The Chinese at the same time are challenging the so-called Washington consensus that economic success requires democratic capitalism with a light state hand presiding over privatizing economies. China's expanding aid programs carry a different sort of conditionality: Namely that their partners end diplomatic recognition of Taiwan and enter long-term economic arrangements that commit their resources and spending almost exclusively to China.
Strings Attached
A case in point was last week's start of the first $1 billion phase of the state-owned China Development Bank's much- ballyhooed $5 billion China-Africa Development Fund.
This economic assistance is available to Africans only if invested in Chinese enterprises and their projects. Beijing will require 70 percent of contracts go to approved Chinese companies and the rest to Africa partners, most of whom will be Chinese joint-venture partners. Europe, the U.S. and Japan have had different forms of such conditionality in the past, but they abandoned these approaches because they have been shown to reduce aid's effectiveness by 25 percent or more.
Senior U.S. officials are at pains to deny scaremongers' insistence that Africa has become a strategic battleground. They are right that China isn't the ideological enemy it was in Africa during the Maoist period.
Yet Africa is a front-line of another sort: Chinese competitors working hand-in-glove with the state are already supplanting Western business and reducing Western political leverage. That could in turn slow or even reverse what has been an encouraging democratic evolution.
Held Captive
It's hard to fault Africans for embracing China after 50 years of development help from the West that has left them with just 2 percent of world trade, down from 7.5 percent in 1948. With notable exceptions, Africa remains the captive of poor governance, corruption and fragile economies that fuel war, rebellion and poverty.
China is succeeding on the continent not because its model makes more sense to African business leaders, most of whom still prefer further democratic evolution, but because it is focused and strategic, having defined Africa as a vital interest in a way the U.S. and Europe have not. President Hu Jintao has visited 17 Africa countries in the past 12 months, more than any head of state.
The smart money is betting that China hits its trade target of $100 billion by 2010, a 10-fold increase in a decade and almost double last year's $56 billion. Some 800 Chinese companies have become the continent's most-aggressive investors, with an estimated $6 billion in foreign direct investment through 900 projects.
Aid Package
Africa provides China with some 25 percent of its oil compared with 8 percent for the U.S. Beijing has secured future oil deliveries from Angola, Africa's second-largest producer after Nigeria, in what has become the typical manner -- with a $2 billion package of loans and aid that includes funds for Chinese companies to build schools, railways, hospitals, roads, lay a fiber-optic network and train Angolan telecom workers.

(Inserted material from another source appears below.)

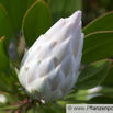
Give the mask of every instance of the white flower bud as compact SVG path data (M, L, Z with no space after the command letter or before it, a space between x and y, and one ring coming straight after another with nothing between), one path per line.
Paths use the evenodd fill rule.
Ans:
M60 19L27 50L19 80L25 92L38 101L55 101L71 91L82 56L81 12Z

Yet Africans themselves are coming to understand the downsides of China's interests -- an influx of Chinese labor and goods that are undermining their own markets and propping up odious regimes that continue to give Africa a bad name.
In the end, Africa's best approach would be to embrace China's economic carrots but reject its undemocratic and opaque economic model. If they don't do that, the only possible outcome is merely a Chinese twist to Africa's long cycle of bad governance, unpaid debts, rampant corruption and failed hopes.
(Frederick Kempe, president of the Atlantic Council, is a Bloomberg News columnist. The opinions expressed are his own.)